With hundreds of thousands of files, the Nineteenth-Century Knowledge Project needs a clear means of organizing its data. We use specific naming conventions for all files and folders to order the material.


Files are stored in seven different repositories, one each for the OCR files for the four editions, and three for supplemental and derivative files.

name location contents
archive HDD Image files from multiple scans of different Encyclopedia Britannica editions
eb03 Google Drive ocr-project files
eb07 Google Drive ocr-project files
eb09 Google Drive ocr-project files
eb11 Google Drive ocr-project files
metadata Google Drive Contains the metadata folder
outputs GitHub This repo contains the output from the OCR process and everything that follows in creating the TEI master files. It also includes derivatives, code, and analytics.

Numbered folder names

We number certain folders used in the process of creating the master files for digital editions, to show their position in the Knowledge Project workflow.
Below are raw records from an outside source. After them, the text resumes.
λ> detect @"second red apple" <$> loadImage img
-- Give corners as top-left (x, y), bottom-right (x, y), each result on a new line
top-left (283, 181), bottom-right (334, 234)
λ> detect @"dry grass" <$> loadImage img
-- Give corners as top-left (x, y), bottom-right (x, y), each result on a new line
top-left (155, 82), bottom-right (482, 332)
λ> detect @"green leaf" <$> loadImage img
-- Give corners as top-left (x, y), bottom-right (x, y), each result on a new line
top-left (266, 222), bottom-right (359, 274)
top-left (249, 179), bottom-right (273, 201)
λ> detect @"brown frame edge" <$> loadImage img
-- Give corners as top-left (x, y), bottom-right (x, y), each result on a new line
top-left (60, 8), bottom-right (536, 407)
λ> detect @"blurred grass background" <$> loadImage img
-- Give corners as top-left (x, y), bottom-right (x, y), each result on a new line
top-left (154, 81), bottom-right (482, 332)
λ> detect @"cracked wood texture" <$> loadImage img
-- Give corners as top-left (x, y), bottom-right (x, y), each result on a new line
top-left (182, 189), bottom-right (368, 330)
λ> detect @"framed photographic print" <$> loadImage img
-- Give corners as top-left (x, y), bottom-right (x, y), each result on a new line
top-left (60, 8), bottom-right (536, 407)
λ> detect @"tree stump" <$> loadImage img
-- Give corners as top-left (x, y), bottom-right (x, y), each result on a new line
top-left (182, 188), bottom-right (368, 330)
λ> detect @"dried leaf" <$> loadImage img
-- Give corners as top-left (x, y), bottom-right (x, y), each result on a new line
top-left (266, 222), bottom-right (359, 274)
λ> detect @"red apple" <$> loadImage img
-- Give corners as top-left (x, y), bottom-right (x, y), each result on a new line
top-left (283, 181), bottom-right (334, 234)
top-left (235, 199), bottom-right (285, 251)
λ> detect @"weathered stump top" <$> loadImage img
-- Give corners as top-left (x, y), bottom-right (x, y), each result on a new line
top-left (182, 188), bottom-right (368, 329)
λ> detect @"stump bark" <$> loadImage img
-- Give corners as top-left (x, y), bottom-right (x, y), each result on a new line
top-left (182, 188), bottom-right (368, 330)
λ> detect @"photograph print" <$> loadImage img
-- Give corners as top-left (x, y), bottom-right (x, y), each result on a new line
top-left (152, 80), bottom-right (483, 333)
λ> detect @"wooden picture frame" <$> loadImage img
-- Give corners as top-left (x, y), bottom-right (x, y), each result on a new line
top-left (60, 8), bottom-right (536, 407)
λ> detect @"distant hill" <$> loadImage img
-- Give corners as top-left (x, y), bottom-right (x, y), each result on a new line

Their names and functions are given below:

foldername repository function
1-afr-project eb03, eb07, eb09, eb11 ABBYY FineReader has a proprietary compressed folder structure for storing its OCR data. See 1-afr-project Folder.
2-page-docx outputs We save our OCR results in Word's docx format, with text from one printed page per file. See 2-page-docx Folder.
3-page-tei outputs Each docx file is transformed into the TEI format as a page file, with each files containing text from one printed page. See 3-page-tei Folder.
4-entry-tei outputs The TEI page files are combined and segmented into entry files, with each file containing a single, complete entry. See Convert Pages to Entries
5-entry-md outputs Each entry file is processed by HIVE which auomatically generates subject headings for the file and outputs them as a csv file. These entry metadata files are stored here.
6-master-tei outputs We use Python to import the subject terms from the 5-entry-md files into the TEI Header of the 4-entry-tei files. The result is a properly-encoded TEI file with relevant subject headings for every entry in the EB.